Number of Samples Required for a Desired Accuracy
Example Problem from Lecture (Slide 6-13):
Note that the problem has multiple typos on the original updated slide; refer to even more updated slide. The problem is supposed to have $\alpha=0.1$ (10%) and the result is $n=10.8$.
mu = 1.0 # expected mean.
# Can simply set mu above to 1, without loss of generality in this problem, because the value of the mean cancels out.
error = 0.1 * mu
sigma = 0.2 * mu
alpha = 0.1 # alpha = 1 - confidence level (or probability)
samsi = SampleSize()
n = samsi.get_sample_size(error, sigma, alpha)
print(n)
10.822173816381655
Problem Set 7, Problem 1
Assume that a test will produce normally distributed data with a standard deviation of 5% of the mean ($\sigma= 0.05\mu$). How many samples (n) do we need to determine the mean at the 95% confidence level if we want the error to be:
a. less than 0.10 $\mu$?
b. less than 0.05 $\mu$?
c. less than 0.01 $\mu$?
mu = 1.0 # expected mean.
# Can simply set mu above to 1, without loss of generality in this problem, because the value of the mean cancels out.
sigma = 0.05 * mu
alpha = 0.05 # alpha = 1 - confidence level
samsi = SampleSize()
error = 0.1 * mu
n = samsi.get_sample_size(error, sigma, alpha)
print(n)
error = 0.05 * mu
n = samsi.get_sample_size(error, sigma, alpha)
print(n)
error = 0.01 * mu
n = samsi.get_sample_size(error, sigma, alpha)
print(n)
0.9603647051735313
3.8414588206941254
96.03647051735311
CEP, MIP, CEP about Target, and CEA
Example Problem from Lecture about CEP and MIP (Slides 7ff in Part 7)
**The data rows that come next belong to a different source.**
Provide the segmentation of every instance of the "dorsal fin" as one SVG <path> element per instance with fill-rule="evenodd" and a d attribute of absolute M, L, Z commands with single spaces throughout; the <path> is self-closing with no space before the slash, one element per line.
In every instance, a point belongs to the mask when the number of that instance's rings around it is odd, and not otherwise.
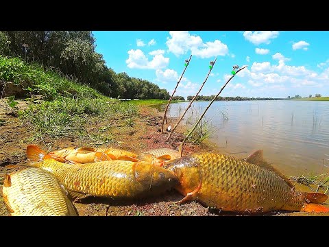
<path fill-rule="evenodd" d="M 96 150 L 93 148 L 84 147 L 77 149 L 76 152 L 78 154 L 88 154 L 91 152 L 96 152 Z"/>
<path fill-rule="evenodd" d="M 274 168 L 267 161 L 264 161 L 263 152 L 261 150 L 255 151 L 252 154 L 249 154 L 247 158 L 244 158 L 247 162 L 252 164 L 258 165 L 262 167 L 265 167 L 270 171 L 272 171 L 276 174 L 282 178 L 291 188 L 295 187 L 291 181 L 281 172 L 278 171 L 276 168 Z"/>
<path fill-rule="evenodd" d="M 156 158 L 159 160 L 166 160 L 166 161 L 169 161 L 171 159 L 171 155 L 169 154 L 164 154 L 164 155 L 161 155 L 160 156 L 158 156 Z"/>
<path fill-rule="evenodd" d="M 12 186 L 12 180 L 10 178 L 10 174 L 5 174 L 5 180 L 3 181 L 3 187 L 8 187 Z"/>
<path fill-rule="evenodd" d="M 130 156 L 125 156 L 125 155 L 121 156 L 118 157 L 117 159 L 120 160 L 120 161 L 132 161 L 132 162 L 141 161 L 138 158 L 130 157 Z"/>
<path fill-rule="evenodd" d="M 94 162 L 111 161 L 111 158 L 103 152 L 98 152 L 95 154 Z"/>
xdata = [-100, -45, -10, 0, 40, 95, 100, -130]
ydata = [0, 20, 40, 30, 0, 20, 10, 15]
xdata = [-100, -45, -10, 0, 40, 95, 100, -130]
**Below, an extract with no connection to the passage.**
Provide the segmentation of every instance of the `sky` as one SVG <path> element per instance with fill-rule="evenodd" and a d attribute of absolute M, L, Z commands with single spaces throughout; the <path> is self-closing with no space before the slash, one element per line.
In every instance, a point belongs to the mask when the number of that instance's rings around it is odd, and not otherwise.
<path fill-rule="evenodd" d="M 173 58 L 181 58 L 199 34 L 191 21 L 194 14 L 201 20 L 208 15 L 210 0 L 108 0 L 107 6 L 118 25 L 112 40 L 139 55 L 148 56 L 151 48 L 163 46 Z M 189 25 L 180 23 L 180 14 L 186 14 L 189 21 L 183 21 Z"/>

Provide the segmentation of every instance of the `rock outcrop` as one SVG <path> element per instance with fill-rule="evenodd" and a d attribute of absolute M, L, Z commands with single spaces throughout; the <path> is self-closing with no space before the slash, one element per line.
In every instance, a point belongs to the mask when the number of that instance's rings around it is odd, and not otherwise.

ydata = [0, 20, 40, 30, 0, 20, 10, 15]
# CEP and MIP:
cep = CEP()
cep_value, mip_value, sx, sy = cep.compute_CEP_and_MIP(xdata, ydata)
print("CEP (about MIP):", cep_value)
print("MIP:", mip_value)
print("sx, sy:", sx, sy)
print("")
# CEP about Target:
cep = CEP()
cep_value, sx, sy = cep.compute_CEP_about_target(xdata, ydata)
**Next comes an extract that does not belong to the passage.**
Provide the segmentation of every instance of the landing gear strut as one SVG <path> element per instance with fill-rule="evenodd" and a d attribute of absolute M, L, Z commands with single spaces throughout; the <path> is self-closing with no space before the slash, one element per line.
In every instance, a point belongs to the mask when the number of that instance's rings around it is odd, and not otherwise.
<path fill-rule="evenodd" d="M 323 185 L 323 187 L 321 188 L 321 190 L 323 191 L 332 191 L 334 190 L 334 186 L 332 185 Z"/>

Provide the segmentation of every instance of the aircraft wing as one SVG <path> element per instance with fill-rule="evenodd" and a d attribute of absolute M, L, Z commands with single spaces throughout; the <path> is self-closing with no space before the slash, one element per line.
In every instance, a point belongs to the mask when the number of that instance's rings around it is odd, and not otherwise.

print("CEP about target:", cep_value)
print("sx, sy:", sx, sy)
print("")
# CEA about Target (this is an inferior method):
cep = CEP()
cea = cep.compute_CEA(xdata, ydata)
print("CEA about target:", cea)
CEP (about MIP): 55.74048981609133
MIP: (-6.25, 16.875)
sx, sy: 83.95364367145886 13.871218918527466
CEP about target: 61.37188024607714
sx, sy: 84.21910200695055 22.75647474581999
CEA about target: 73.614882994266
Problem Set 8, Problem 1
Find the CEP about the MIP for the following data.
xdata = [-100, -45, -10, 0, 40, 95, 100, 0, 0, -40, 210, -190]
ydata = [0, 20, 40, 30, 0, 20, -20, -30, -50, -20, -20, -75]
xdata = [-100, -45, -10, 0, 40, 95, 100, 0, 0, -40, 210, -190]
ydata = [0, 20, 40, 30, 0, 20, -20, -30, -50, -20, -20, -75]
# CEP and MIP:
cep = CEP()
cep_value, mip_value, sx, sy = cep.compute_CEP_and_MIP(xdata, ydata)
print("CEP:", cep_value)
print("MIP:", mip_value)
print("sx, sy:", sx, sy)
CEP: 78.16266767841464
MIP: (5.0, -8.75)
sx, sy: 101.91351056834239 33.85295743761137
Problem Set 8, Problem 2
Find the CEP about the target (\(x = y = 0\)).
# CEP about Target
cep = CEP()
cep_value, sx, sy = cep.compute_CEP_about_target(xdata, ydata)
print("CEP about target (target at x = y = 0):", cep_value)
print("sx, sy:", sx, sy)
CEP about target (target at x = y = 0): 78.985568930666
sx, sy: 102.04722614376328 35.06487493982339
Chauvenet’s Criterion
Example Problem from Lecture about Chauvenet’s Criterion (Slide 8-12)
n = 6
mu = 3256
sigma = 175
x = 3954
chcrit = Chauvenet_Criterion()
z, z_chauvenet = chcrit.apply_criterion(x, mu, sigma, n)
P Chauvenet: 0.08333333333333333
z from Normal Distribution: 3.9885714285714284
z from Chauvenet (P=1/2n): [-1.7316643961222453, 1.7316643961222453]
Chauvenet's criterion met. Disregard outlier.